B. Analisis Berdasarkan Metode pembelajaran learning cycle
Tahap-tahap pembelajaran learning cycle terbagi sebagai 3 fase yaitu Fase exploration, yg diperlukan bisa menimbulkan ketidakseimbangan pada struktur mental murid (cognitive disequilibrium) yg ditandai dengan munculnya pertanyaan-pertanyaan yg menunjuk dalam berkembangnya daya nalar tingkat tinggi (high level reasoning) yg diawali dengan kata-istilah misalnya mengapa dan bagaimana. Munculnya pertanyaan-pertanyaan tersebut sekaligus adalah indikator kesiapan murid buat menempuh fase ke 2 yaitu fase concept introduction / Expalanation.
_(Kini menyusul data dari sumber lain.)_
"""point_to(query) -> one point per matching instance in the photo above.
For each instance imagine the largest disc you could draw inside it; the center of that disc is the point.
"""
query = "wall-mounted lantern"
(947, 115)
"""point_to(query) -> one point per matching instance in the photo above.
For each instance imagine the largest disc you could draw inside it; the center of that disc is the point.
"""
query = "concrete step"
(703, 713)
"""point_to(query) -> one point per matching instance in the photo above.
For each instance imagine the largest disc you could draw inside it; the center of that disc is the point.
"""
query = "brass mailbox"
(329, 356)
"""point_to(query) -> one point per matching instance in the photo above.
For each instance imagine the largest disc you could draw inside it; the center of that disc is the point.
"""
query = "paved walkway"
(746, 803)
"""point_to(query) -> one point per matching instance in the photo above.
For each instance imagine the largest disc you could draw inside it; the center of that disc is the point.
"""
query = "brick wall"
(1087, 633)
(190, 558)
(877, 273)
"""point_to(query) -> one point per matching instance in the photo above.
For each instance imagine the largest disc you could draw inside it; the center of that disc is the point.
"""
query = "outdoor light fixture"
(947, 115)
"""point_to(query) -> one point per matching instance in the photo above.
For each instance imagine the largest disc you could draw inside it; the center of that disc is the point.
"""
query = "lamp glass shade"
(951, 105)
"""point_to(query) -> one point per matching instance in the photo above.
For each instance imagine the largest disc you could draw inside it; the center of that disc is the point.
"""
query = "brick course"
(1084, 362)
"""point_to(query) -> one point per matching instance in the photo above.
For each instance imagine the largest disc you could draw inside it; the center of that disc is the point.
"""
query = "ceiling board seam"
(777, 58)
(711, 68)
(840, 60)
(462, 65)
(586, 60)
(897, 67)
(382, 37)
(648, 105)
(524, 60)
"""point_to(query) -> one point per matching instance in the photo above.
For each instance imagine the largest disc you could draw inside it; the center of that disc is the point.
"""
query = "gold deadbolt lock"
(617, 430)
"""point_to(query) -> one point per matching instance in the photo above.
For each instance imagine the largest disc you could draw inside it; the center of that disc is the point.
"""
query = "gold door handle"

Pada fase ini diharapkan terjadi proses menuju kesetimbangan antara konsep-konsep yang sudah dimiliki pembelajar menggunakan konsep-konsep yg baru dipelajari melalui aktivitas-kegiatan yg membutuhkan daya nalar misalnya mengkaji asal pustaka dan berdiskusi. Dan dalam fase terakhir yaitu fase concept application (elaboration), murid diajak menerapkan pemahaman konsepnya melalui aktivitas-aktivitas misalnya dilema solving (menyelesaikan masalah-problem nyata yang berkaitan) atau melakukan percobaan lebih lanjut. Penerapan konsep bisa meningkatkan pemahaman konsep serta motivasi belajar, karena pembelajar mengetahui penerapan nyata dari konsep yg mereka pelajari.
Dari tahapan-tahapan diatas menerangkan bahwa proses pembelajaran learning cycle adalah cerminan menurut tahapan-tahapan yang bisa menaikkan keterampilan metakognisi. Tahapan exploration merupakan wujud berdasarkan kenalan, tahapan concept introduction / Expalanation adalah ajar dan demonstrasi sedangkan pada tahapan concept application (elaboration) adalah termin aplikasi serta refleksi. Sehingga dapat menaikkan prestasi belajar anak didik.